After a lot of soul-searching, he decided to become a cop.

At the time, he was earning a master's degree in computer science at the University of Chicago, where he conducted research on using 911 calls to identify crime patterns.

"He was working at a very successful start-up and doing well financially," recalls Leo Irakliotis, who was one of his professors at the U. of C. "When he announced he would take an obscenely huge pay cut to become a police officer, a lot of people questioned his sanity. But I was not surprised at all."

Goldstein helped Irakliotis with a research project involving data-mining of a year's worth of 911 calls.

"I remember the day I told him I have 50,000 call records from the Oak Park Police Department, and his eyes lit up," says Irakliotis, now a dean at Nova Southeastern University near Fort Lauderdale, Fla. "He had some great ideas. It was clear the man had a knack for this stuff."

Goldstein's wife, who works in public health, supported his decision to join the police department. "She said: 'This is the thing to do,' " Goldstein said. "Life was not about going [from] corporate job to job and making more money."

Goldstein recalls doing pushups at the police academy and thinking: "Am I making a critical mistake here?"

He had a lot to learn. His wife bought him a copy of Guns & Ammo magazine — a new area of research for him. "I had no experience in that subject," he said, smiling.

Then, he hit the streets with a field-training officer. Goldstein says a formative experience came during an early foot chase on a freezing day in February. He and his partner stopped a van for a traffic violation, and the driver got out and ran.

"I chased the guy a couple of blocks and took him in," he says. "I thought: 'This is

real.' "

Last July, while off-duty, Goldstein captured a murder suspect after seeing the man fire a handgun at a van at 18th and Loomis in the Pilsen neighborhood. Goldstein chased down Marcelino Sauseda, 26, and arrested him in the fatal shooting of a passenger in the van.

During his time on the street, Goldstein marveled at how a field-training officer with 18 years of experience could listen to calls on the police radio, watch where gang members were congregating and accurately predict when and where violence was going to "pop off."

He says he started thinking about how he could design a computer model that could replicate his training officer's intuition.

After Harrison District Cmdr. James Jackson was promoted to first deputy superintendent on Feb. 15, 2008, he brought Goldstein with him to headquarters, where Goldstein kept working on developing a crime-prediction system.

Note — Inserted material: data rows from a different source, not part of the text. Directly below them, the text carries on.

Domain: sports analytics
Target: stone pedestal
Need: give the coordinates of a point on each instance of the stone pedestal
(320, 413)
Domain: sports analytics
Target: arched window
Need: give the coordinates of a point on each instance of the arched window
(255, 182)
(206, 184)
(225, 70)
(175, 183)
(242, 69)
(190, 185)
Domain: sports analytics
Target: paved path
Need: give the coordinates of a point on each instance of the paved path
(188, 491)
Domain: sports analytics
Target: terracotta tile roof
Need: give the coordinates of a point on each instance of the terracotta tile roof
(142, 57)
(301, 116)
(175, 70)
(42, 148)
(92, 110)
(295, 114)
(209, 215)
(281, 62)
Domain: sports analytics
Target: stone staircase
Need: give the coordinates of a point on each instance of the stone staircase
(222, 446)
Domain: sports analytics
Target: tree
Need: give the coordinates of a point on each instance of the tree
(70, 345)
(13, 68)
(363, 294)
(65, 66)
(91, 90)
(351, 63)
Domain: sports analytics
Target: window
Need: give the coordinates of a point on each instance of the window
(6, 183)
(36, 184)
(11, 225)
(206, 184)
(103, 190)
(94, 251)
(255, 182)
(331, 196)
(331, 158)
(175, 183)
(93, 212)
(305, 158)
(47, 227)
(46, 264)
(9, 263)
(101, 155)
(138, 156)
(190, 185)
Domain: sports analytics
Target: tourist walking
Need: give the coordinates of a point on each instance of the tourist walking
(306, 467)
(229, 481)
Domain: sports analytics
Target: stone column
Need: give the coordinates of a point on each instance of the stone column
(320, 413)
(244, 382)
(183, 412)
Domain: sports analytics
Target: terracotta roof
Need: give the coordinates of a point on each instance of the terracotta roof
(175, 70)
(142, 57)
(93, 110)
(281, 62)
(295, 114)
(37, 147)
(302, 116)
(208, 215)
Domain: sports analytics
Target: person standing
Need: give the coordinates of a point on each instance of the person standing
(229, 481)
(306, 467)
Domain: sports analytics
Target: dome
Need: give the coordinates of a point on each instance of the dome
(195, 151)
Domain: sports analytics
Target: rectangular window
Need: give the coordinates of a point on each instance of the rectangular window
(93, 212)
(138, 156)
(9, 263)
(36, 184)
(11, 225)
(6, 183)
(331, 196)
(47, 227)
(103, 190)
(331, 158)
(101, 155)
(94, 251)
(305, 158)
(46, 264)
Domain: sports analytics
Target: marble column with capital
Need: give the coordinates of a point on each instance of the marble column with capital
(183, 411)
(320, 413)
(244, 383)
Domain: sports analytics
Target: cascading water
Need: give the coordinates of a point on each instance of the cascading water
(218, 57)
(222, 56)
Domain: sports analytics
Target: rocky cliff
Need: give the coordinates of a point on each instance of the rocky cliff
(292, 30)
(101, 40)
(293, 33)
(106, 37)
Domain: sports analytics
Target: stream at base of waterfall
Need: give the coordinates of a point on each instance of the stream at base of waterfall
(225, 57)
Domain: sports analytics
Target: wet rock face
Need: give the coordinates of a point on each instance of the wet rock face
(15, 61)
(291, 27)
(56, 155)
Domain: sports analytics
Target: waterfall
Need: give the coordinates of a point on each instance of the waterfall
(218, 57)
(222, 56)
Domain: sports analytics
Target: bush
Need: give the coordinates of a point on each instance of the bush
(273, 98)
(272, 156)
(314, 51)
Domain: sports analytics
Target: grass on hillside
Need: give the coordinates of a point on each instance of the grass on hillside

A $200,000 federal grant allowed him to work with the Illinois Institute of Technology to design it.

In April, the department launched its predictive analytics system. Now, Goldstein provides top police officials every day with crime forecasts, which are compared with the "human intelligence" gathered by the police on the street.

District commanders and heads of the city's roving anti-violence units use the information to place their officers in predicted crime hot spots. Goldstein says the system can look, for instance, for indicators of robbery with a gun and give police officials maps of where those crimes are likely to happen — along with a written analysis.

Commanders might focus on different types of crimes on different shifts as a result of a forecast, he says, adding: "I am really excited about this. We are seeing patterns."

He declines, though, to describe specific indicators of crime or talk about how accurate the department's computer forecasting system is. The department is still designing a system to evaluate the forecasts, he notes.

New York, Los Angeles and Washington also have crime-forecasting systems, and they are expected to be competing with Chicago to get a federal grant of as much as $3 million to take them to the "next level," Goldstein says.

Goldstein's meteoric rise from cop to commander echoes the rise of Ron Huberman, a onetime tech-savvy cop who became a deputy superintendent, helped design the department's computer system and was promoted to head of the city's 911 system — all by the age of 32 — before going on to be head of the CTA and now the head of Chicago's schools.

"It's quite a Chicago story," Irakliotis says of Goldstein. "He doesn't have any relatives in City Hall. He went through the trenches like any police officer. I'm really proud of him."